Contact brilliantly sidesteps that rhetorical necessity by portraying the Irish as they seemed to the occupying forces – distant, silent, treacherous, possibly verminous, and potentially deadly.
The film’s killer punch, though, is in its portrayal of the cost this exacts on the soldiers themselves.
In a scene that’s still nerve-wracking, the Platoon Commander overrides all rules and insists on checking out a possible car-bomb by himself. He opens and then slams each of the car’s doors, before turning the ignition key. Nothing happens. His final, hopeless, raging kick at the vehicle, before his contemptuous, nerve-shredded shout of “Ran out of fucking petrol!”, is the action of a man desperately hoping to be blown to smithereens.
This was the toll taken on these men by their role as defenders of the British crown, walking around in a country that was called their own but which felt foreign and unknowable. You can’t live like that for long before you self-destruct.

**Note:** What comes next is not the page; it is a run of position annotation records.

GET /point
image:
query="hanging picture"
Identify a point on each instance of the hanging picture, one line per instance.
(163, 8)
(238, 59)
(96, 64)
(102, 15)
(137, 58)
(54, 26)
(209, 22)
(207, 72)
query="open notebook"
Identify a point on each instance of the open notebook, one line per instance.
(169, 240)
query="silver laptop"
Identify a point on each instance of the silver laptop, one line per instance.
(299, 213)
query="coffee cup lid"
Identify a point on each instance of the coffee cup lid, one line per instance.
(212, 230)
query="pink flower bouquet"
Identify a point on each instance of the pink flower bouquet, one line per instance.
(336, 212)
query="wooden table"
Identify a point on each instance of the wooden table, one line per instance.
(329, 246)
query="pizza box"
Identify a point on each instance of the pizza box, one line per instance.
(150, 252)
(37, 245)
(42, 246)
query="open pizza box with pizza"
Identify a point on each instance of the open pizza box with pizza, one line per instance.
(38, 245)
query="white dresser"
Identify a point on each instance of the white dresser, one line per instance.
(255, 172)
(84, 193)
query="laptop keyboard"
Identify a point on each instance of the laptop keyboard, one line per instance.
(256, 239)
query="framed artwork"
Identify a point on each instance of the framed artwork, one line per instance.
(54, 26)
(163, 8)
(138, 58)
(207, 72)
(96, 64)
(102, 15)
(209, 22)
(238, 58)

AFN Clarke himself left the Army in a state of poor health, suffering internal bleeding due to stress. Contact makes that stress visible, the stress of living and working in bad faith with the world.
If you can track down Clarke’s other Troubles films – Psy-Warrior, about dirty tricks, psychological torture & espionage, or the revered Elephant, as much video art as movie, you’ll have a complete picture of a terrible time in British and Irish history, seen by a true master of cinema (even if he was working in TV).
Paul Duane is a filmmaker whose documentary Very Extremely Dangerous goes on worldwide release via Fat Possum on November 25 2014.